This has happened even though the commission has “concluded its investigation after 12 years and more than 20 extensions later, and submitted its final report to the Chief Minister of Gujarat in 2014”, the report notes.
The report simultaneously regrets, “in the context of investigating and addressing communal violence”, that the Prevention of Communal and Targeted Violence (Access to Justice and Reparations) Bill of 2011 “has not been passed.”
Praising the Bill, it says, it was “aimed at preventing communal violence and ensuring accountability for the failure to prevent such violence and protect life and property”, even as introducing “the principle of command and/or superior responsibility, and stipulated the rights of victims to reparations and remedies.”
Meanwhile, influential human rights organization Amnesty International has welcomed the UN report saying, India has not taken concrete steps to “address and prevent extrajudicial killings and ensure accountability”. It adds, guidelines provided by courts and the National Human Rights Commission, and recommendations by inquiry commissions, have remained on paper "with little or no implementation on the ground”.
Raghu Menon, Advocacy Coordinator at Amnesty International India, has said that the UN report is “another grim reminder that India needs to do a lot more to prevent extrajudicial executions, and end the impunity that continues to deny justice to victims… Authorities need to urgently implement the recommendations of this report.”

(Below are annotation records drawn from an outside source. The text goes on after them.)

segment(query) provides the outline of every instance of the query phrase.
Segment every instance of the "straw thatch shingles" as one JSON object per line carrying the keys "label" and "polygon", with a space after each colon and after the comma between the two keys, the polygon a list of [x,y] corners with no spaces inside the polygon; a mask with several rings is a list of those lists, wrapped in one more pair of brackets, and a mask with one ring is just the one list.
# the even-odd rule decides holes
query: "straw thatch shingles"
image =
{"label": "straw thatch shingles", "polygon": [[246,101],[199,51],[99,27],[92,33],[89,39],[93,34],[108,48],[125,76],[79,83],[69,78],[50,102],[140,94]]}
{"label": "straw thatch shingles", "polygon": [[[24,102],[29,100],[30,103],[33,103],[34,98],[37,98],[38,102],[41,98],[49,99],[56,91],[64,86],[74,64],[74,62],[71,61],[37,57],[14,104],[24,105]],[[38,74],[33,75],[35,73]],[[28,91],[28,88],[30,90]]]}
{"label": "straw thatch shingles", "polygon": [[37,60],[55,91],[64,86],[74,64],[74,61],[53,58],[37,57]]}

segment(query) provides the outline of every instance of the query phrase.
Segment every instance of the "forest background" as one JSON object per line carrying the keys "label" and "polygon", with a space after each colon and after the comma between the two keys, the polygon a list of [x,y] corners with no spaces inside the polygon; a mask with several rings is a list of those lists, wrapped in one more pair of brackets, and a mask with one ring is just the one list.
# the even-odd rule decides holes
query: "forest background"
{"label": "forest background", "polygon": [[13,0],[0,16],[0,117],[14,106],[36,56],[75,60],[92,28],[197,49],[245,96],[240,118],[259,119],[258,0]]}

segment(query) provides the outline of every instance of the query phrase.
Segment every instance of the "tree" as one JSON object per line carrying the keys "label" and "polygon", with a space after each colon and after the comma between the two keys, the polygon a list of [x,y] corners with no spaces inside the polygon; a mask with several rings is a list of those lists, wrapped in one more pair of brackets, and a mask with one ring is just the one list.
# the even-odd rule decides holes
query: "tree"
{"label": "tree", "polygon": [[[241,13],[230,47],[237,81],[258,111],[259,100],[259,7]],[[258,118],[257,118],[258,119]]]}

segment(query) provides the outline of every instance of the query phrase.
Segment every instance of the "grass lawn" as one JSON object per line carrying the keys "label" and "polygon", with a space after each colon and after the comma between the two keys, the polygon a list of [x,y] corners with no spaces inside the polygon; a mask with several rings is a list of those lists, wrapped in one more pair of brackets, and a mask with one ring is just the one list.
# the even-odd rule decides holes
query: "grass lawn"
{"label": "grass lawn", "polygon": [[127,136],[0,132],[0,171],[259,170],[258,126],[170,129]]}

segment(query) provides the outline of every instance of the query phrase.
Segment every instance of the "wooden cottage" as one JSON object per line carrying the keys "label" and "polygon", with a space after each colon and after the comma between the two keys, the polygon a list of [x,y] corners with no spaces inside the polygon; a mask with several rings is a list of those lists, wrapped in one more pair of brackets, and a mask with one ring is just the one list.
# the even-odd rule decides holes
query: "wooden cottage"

Other issues the UN talks about include failure to repeal of the Armed Forces (Special Powers) Act, saying that such legislation “remain a real impediment to proper accountability” in Jammu & Kashmir and North Eastern states; and refusal to remove legal barriers for the prosecution of public servants, including the requirement for ‘prior sanction’ from the government, which is a major hurdle for victims in securing remedies for human rights violations”.